Baby Godzilla is cute in the exact way that a pathetically ugly rescue dog is cute. Every bumbling minute spent with him is a gift, since it’s a miracle he wasn’t immediately put down. When the giant mantises poke at his freshly hatched body, all he can do is roll around in the dirt like a waterlogged roast turkey that fell off the kitchen table. Minilla has neither a name nor a neck in his first appearance, the latter of which presumably develops during puberty for his species. He falls down constantly, he squawks like an injured donkey, and his every movement is scored as if he were an overweight clown trying to squeeze himself into an impossibly tiny car. I love him. The great thing about Godzilla movies is that they are, at their very least, 2-for-1 creature features that double the number of rubber-suited monsters you’d expect to see in an equivalent Roger Corman cheapie. Whether Godzilla’s fighting a three-headed hell beast, a giant crawfish, or a sentient pile of trash, you’re getting at least two monsters for the price of one. For its part, Son of Godzilla offers you four giant beasts: Godzilla himself (who graciously appears less than a minute into the opening scene), the aforementioned glowing-eyed Kamakura mantises, a giant spider named Kumonga and, the most unholy abomination of all, Baby Godzilla. That’s a lot of bang for your buck, so it’s a little silly that dedicated fans of the series waste so much energy complaining about this outing just because they have to babysit Godzilla’s uggo offspring to get to the good stuff. Not even Godzilla bodyslamming Kamakuras to death and then lighting their mantis corpses on fire is enough to overcome the film’s reputation as Kiddie Junk, à la Godzilla vs Megalon. Pity.
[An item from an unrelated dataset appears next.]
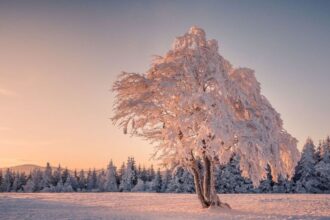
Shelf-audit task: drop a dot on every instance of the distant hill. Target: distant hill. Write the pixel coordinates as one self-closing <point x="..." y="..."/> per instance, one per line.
<point x="27" y="168"/>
As always, the human drama in the periphery of these kaiju battles is mostly an afterthought. Director Jun Fukuda continues the fun island hangout vibe he previously established in Ebirah, Horror of the Deep, putting in a bare-minimum effort to connect the kaiju shenanigans to an obligatory environmental message. A secret collective of environmental scientists has taken over a small island off the Japanese coast to conduct experiments in controlling the weather, in preparation for future climate change & overpopulation crises. Mysterious machines whir in the background while the scientists float balloons full of experimental chemical compounds into the atmosphere that can adjust the local temperature on demand. A freelance journalist crashes the party but ultimately doesn’t find these experiments nefarious, so he casually joins the crew as a cook (and a potential lover for the island’s sole resident, who lurks in the nearby jungle). The weather machine business does eventually come in handy in two ways, though. It offers Godzilla some miniature structures to knock down, as is his wont, and it sets up a graphically beautiful conclusion in which the scientists trigger a snowstorm that freezes Godzilla & Baby Godzilla into forced hibernation. The final image is of the parent & child huddling for warmth as they’re buried alive in snow, while the scientists escape the island via raft and congratulate themselves on a humane resolution to the monster attacks. Admittedly, they do find a way to escape without killing Godzilla’s baby, but I still found the image to be hauntingly sad. Baby Godzilla has a fucked up little face that only a parent could love, and Son of Godzilla vividly illustrates that cold isolation from an otherwise unkind world in its final minute. It’s almost enough to make you cry.